Testosterone Therapy After Radical Prostatectomy: Can This Patient Resume?
No, this patient should not resume testosterone therapy at this time because his PSA is detectable (0.04 ng/mL) and rising from a previous level of <0.06 ng/mL, which indicates possible biochemical recurrence and represents an absolute contraindication to testosterone replacement. 1
Critical PSA Considerations
The fundamental requirement for testosterone therapy after radical prostatectomy is an undetectable PSA that remains stable. 1 This patient fails this criterion on two counts:
- His PSA is detectable at 0.04 ng/mL, when it should be undetectable (typically <0.01-0.02 ng/mL depending on assay sensitivity) 1
- His PSA appears to be rising (from <0.06 previously to 0.04 now suggests measurement variability, but any detectable PSA warrants concern) 2
After radical prostatectomy, PSA should become undetectable within 8 weeks post-surgery given the 2-3 day half-life of PSA. 2 Any detectable PSA, particularly 20 years post-surgery, raises concern for:
- Residual benign prostatic tissue at surgical margins (less likely after 20 years)
- Biochemical recurrence of prostate cancer (more concerning)

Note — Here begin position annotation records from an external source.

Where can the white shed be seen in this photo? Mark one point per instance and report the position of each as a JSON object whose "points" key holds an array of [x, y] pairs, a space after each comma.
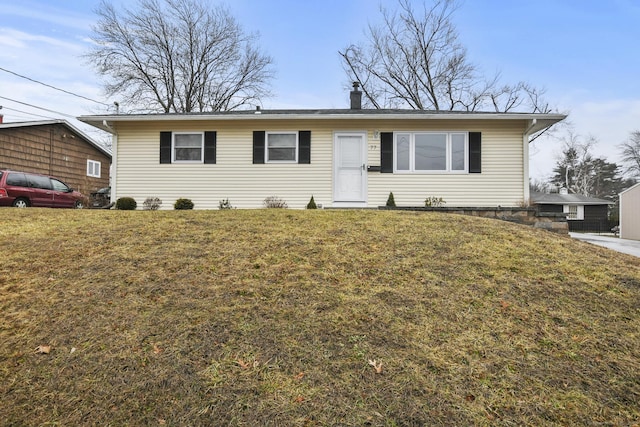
{"points": [[630, 213]]}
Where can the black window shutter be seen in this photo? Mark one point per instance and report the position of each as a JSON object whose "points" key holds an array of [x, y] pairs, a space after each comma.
{"points": [[165, 147], [304, 146], [258, 146], [210, 147], [386, 152], [475, 152]]}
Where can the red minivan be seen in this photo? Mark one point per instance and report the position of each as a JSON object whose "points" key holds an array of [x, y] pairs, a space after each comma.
{"points": [[21, 189]]}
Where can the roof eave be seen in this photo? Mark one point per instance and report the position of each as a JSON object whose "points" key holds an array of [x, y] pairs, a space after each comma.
{"points": [[539, 121]]}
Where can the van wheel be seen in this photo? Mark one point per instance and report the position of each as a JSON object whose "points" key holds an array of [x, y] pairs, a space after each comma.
{"points": [[21, 203]]}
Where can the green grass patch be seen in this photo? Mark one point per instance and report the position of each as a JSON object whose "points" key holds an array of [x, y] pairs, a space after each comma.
{"points": [[272, 317]]}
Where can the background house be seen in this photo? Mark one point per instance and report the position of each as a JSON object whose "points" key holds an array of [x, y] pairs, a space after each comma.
{"points": [[583, 213], [55, 147], [630, 213]]}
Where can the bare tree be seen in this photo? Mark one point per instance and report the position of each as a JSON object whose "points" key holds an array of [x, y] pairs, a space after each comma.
{"points": [[414, 59], [178, 56], [630, 151]]}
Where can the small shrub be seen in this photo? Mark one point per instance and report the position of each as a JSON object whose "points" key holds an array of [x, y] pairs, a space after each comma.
{"points": [[273, 202], [126, 204], [224, 204], [524, 203], [434, 202], [312, 204], [151, 204], [181, 204], [391, 201]]}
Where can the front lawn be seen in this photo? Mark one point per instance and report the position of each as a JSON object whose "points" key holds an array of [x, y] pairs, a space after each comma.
{"points": [[311, 318]]}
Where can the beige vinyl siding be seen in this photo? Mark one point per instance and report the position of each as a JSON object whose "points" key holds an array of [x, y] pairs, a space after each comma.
{"points": [[629, 217], [234, 176], [500, 183], [139, 174]]}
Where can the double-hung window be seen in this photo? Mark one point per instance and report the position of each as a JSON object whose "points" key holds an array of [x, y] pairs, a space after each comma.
{"points": [[281, 147], [93, 168], [574, 212], [422, 152], [188, 147]]}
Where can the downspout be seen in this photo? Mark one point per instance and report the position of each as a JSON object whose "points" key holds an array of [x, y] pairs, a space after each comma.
{"points": [[525, 159], [114, 155], [51, 134]]}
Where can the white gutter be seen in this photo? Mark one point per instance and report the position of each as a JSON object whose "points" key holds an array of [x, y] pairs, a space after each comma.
{"points": [[525, 160]]}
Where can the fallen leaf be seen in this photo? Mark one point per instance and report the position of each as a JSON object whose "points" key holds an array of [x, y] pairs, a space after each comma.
{"points": [[43, 349], [376, 365], [243, 364]]}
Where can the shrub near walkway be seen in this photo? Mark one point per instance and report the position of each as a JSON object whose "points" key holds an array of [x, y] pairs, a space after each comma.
{"points": [[278, 317]]}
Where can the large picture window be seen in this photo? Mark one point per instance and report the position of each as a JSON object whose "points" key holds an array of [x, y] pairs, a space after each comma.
{"points": [[282, 147], [188, 147], [431, 152]]}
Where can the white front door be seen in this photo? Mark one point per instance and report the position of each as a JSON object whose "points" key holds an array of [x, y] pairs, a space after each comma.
{"points": [[350, 174]]}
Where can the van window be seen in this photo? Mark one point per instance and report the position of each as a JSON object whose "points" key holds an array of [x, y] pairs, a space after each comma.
{"points": [[17, 179], [37, 181], [59, 185]]}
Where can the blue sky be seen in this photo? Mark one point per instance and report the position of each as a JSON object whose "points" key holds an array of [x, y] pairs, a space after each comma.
{"points": [[584, 52]]}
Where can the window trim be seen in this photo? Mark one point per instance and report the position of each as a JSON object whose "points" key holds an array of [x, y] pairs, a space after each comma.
{"points": [[173, 146], [579, 214], [266, 146], [91, 168], [448, 155]]}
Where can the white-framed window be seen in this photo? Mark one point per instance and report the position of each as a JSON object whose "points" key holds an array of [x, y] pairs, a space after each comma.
{"points": [[431, 152], [93, 168], [281, 147], [574, 212], [187, 147]]}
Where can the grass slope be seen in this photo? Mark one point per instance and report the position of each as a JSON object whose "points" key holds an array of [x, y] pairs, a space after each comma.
{"points": [[271, 317]]}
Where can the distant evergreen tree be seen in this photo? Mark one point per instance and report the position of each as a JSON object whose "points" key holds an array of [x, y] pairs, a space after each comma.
{"points": [[312, 204]]}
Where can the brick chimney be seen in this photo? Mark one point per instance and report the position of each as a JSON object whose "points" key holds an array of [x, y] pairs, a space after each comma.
{"points": [[356, 97]]}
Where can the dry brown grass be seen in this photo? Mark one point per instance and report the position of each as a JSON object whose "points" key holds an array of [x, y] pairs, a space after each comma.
{"points": [[275, 317]]}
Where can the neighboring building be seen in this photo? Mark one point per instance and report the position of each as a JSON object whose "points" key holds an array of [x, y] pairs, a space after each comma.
{"points": [[630, 213], [55, 147], [583, 213], [342, 157]]}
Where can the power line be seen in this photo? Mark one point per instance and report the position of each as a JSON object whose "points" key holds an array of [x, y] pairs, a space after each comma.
{"points": [[52, 87], [39, 108], [2, 107]]}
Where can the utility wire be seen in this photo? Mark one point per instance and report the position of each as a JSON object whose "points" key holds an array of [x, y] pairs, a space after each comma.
{"points": [[2, 107], [52, 87], [39, 108]]}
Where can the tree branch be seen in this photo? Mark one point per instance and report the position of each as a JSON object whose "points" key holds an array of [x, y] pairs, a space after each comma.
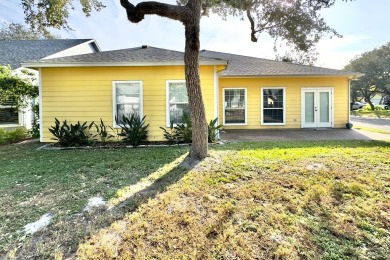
{"points": [[137, 13]]}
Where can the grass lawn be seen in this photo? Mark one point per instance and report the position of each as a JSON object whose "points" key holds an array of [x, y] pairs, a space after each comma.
{"points": [[265, 200]]}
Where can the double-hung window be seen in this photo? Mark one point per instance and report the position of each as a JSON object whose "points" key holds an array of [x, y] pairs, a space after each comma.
{"points": [[234, 106], [273, 102], [127, 96], [177, 101]]}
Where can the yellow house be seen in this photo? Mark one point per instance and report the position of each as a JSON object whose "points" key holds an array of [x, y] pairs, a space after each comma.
{"points": [[243, 92]]}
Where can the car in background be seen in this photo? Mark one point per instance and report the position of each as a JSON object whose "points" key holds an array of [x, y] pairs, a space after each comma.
{"points": [[357, 105]]}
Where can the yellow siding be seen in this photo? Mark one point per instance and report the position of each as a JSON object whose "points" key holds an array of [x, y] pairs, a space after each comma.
{"points": [[293, 88], [85, 94]]}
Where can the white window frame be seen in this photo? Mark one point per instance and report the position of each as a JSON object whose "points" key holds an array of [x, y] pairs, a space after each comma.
{"points": [[141, 93], [168, 113], [246, 106], [262, 106]]}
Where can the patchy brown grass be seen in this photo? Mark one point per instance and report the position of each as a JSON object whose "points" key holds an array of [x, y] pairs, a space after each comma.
{"points": [[311, 200]]}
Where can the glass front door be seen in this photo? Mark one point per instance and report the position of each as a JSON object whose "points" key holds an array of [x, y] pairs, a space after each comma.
{"points": [[317, 107]]}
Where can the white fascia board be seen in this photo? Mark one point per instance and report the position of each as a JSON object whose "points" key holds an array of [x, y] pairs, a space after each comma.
{"points": [[114, 64], [349, 76]]}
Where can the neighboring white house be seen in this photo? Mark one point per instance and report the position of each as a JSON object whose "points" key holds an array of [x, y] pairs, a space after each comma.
{"points": [[14, 52]]}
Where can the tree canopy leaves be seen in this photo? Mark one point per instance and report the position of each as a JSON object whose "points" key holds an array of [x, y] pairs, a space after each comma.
{"points": [[43, 14]]}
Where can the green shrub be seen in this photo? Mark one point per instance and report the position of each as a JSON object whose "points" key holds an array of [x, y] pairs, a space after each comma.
{"points": [[101, 131], [34, 132], [12, 136], [182, 133], [133, 129], [71, 135]]}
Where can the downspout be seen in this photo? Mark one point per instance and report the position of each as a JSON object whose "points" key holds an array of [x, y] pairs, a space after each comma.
{"points": [[349, 101], [40, 105]]}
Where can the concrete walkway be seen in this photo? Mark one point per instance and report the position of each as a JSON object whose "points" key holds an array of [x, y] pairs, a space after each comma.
{"points": [[300, 134]]}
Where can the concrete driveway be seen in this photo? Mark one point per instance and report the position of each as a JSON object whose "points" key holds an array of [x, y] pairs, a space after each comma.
{"points": [[300, 134], [376, 123]]}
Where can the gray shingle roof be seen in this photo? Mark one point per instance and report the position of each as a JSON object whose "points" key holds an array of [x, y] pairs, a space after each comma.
{"points": [[14, 52], [144, 54], [239, 65]]}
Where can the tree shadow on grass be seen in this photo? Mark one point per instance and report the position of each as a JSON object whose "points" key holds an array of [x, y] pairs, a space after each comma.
{"points": [[62, 238], [269, 145]]}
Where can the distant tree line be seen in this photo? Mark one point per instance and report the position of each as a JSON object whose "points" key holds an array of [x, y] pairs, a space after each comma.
{"points": [[375, 65]]}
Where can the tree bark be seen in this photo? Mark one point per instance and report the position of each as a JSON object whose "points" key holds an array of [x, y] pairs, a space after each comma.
{"points": [[189, 15], [199, 149]]}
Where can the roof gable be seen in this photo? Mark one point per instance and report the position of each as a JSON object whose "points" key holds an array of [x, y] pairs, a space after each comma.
{"points": [[14, 52]]}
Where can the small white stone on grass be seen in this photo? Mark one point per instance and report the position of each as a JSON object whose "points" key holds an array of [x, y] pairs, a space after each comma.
{"points": [[38, 225], [95, 202]]}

Biochemical Recurrence Definition
Biochemical failure after radical prostatectomy is defined as PSA ≥0.2 ng/mL confirmed on repeat testing, or PSA ≥0.4 ng/mL at minimum 1 month after surgery confirmed by subsequent rising values. 2 While this patient's PSA of 0.04 ng/mL doesn't yet meet the strict definition of biochemical recurrence, the presence of any detectable PSA disqualifies him from testosterone therapy consideration. 1
Mandatory Prerequisites for Testosterone Therapy
Before any consideration of testosterone therapy in prostate cancer survivors, the following must be documented: 1
- Favorable surgical pathology: negative surgical margins, negative seminal vesicles, negative lymph nodes 1
- Undetectable PSA postoperatively that remains stable 1
- No high-risk features: no high-grade disease, no positive lymph nodes 1
- Adequate time from surgery with documented cure
Monitoring Protocol If PSA Were Undetectable
Even if this patient had an undetectable PSA, the monitoring requirements would be stringent: 1
- PSA monitoring on the same schedule as men without testosterone deficiency, with consideration for more frequent testing 1
- More aggressive biopsy thresholds: PSA increase >1.0 ng/mL in first 6 months or >0.4 ng/mL per year thereafter warrants urologic evaluation 1, 2
- Regular hematocrit monitoring (intervention at >54%) 1
Evidence Quality and Informed Consent
The 2018 AUA Guideline explicitly states that available studies are underpowered and of too short duration to detect effects attributable to testosterone therapy. 1 The evidence base remains insufficient to quantify the true risk-benefit ratio. 1
Patients must be informed that there is inadequate evidence to quantify the risk-benefit ratio, and theoretical concern exists that testosterone may accelerate growth of occult residual cancer cells. 1, 2
Recommended Next Steps
- Repeat PSA measurement using the same assay at the same laboratory to confirm the value and establish trend 2
- Calculate PSA doubling time if serial values show rising trend (requires minimum 3 PSA values over 3 months with ≥4 weeks between measurements) 2
- Refer to urology for evaluation of detectable/rising PSA before any consideration of testosterone therapy 2
- Consider prostate bed imaging (MRI or PET/CT) if PSA continues to rise 2
Common Pitfall to Avoid
Do not assume that a "low" PSA value (like 0.04 ng/mL) is safe for testosterone initiation simply because it's below the 0.2 ng/mL biochemical recurrence threshold. The requirement is undetectable PSA, not just "low" PSA. 1 Any detectable PSA after radical prostatectomy represents either residual disease or recurrence and contraindicates testosterone therapy.